Patients believe that most dentists are good—and they're right. Dentistry as a whole has demonstrated consistently high standards so most people are confident that wherever they go they can be assured that the procedure will be safe. People feel that dentists will be well trained and trustworthy, and that the staff will treat them with care and respect. This means you already have a significant measure of credibility in their eyes even before they meet you, just by virtue of the fact that you belong to a respected profession. That's the good news.

The challenge is how do you get patients to see your unique value? Let's face it, most of them can't distinguish clinical differences, as long as it doesn't hurt and the results look good. With nothing else to go on they make their judgments about a practice based on arbitrary personal preferences: "I like a young doctor who knows the latest techniques," or "I like an older doctor who has lots of experience," maybe even, "I want to go to a practice that's close to my hair stylist so I can plan appointments together." There are two ways to overcome this mindset.
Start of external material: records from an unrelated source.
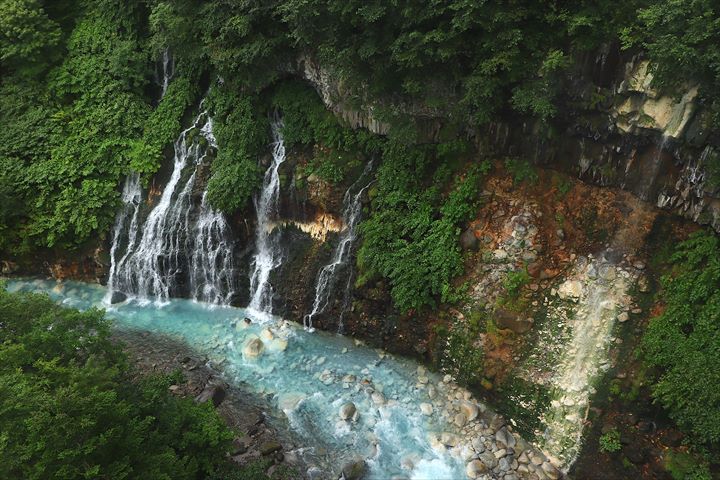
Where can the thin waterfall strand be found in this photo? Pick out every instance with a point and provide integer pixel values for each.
(131, 197)
(171, 252)
(327, 278)
(267, 256)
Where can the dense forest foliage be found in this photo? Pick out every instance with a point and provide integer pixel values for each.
(81, 106)
(79, 94)
(72, 408)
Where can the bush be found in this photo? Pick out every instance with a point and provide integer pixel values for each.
(461, 357)
(69, 408)
(610, 441)
(683, 343)
(515, 281)
(686, 466)
(412, 235)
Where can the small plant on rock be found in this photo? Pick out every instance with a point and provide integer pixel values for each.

The first is by creating the right physical environment. You're asking people to spend discretionary dollars with you after all. This position puts you in competition not with other dentists but with other service experiences and with all those other purchases, such as cars and clothes. It's important to think the way high-end retailers do.

Energy that motivates people to act. You need to have a facility that instantly communicates your unique value to anyone who walks in and creates the kind of energy that motivates people to act. Whether you're creating a high-tech experience, a family-friendly atmosphere, or an elegant spa-style boutique practice, your facility should be an accurate reflection of your personality and a powerful indicator of your value.

The second way you get patients to understand your unique value is through the interactions you and the team have with them. Great practices are built on great relationships (not just friendly, "knowing" relationships, but relationships based on genuine trust and appreciation). If patients are truly going to value your relationship as something special, you can't just rely on them picking up the right cues from the environment you've created. You also have to communicate your value explicitly, in the things you say and do. It's important to coach patients early and often to explain that comprehensive clinical and esthetic care is a lifelong need for any value-conscious person and that your practice is the place to get it.

Shaping perceptions. All value is perceived value so your success will always depend in large part on how you shape the perceptions of your patients. That's why I have spent a lot of time over the years refining strategies such as orchestrating the ideal new patient experience, which I cover in these online courses. You can also find more on that subject, as well as other important patient value insights, in my free e-books. These are vital strategies for any dentist to master because, in a very real sense, the dentistry you provide is only as good as your patients believe.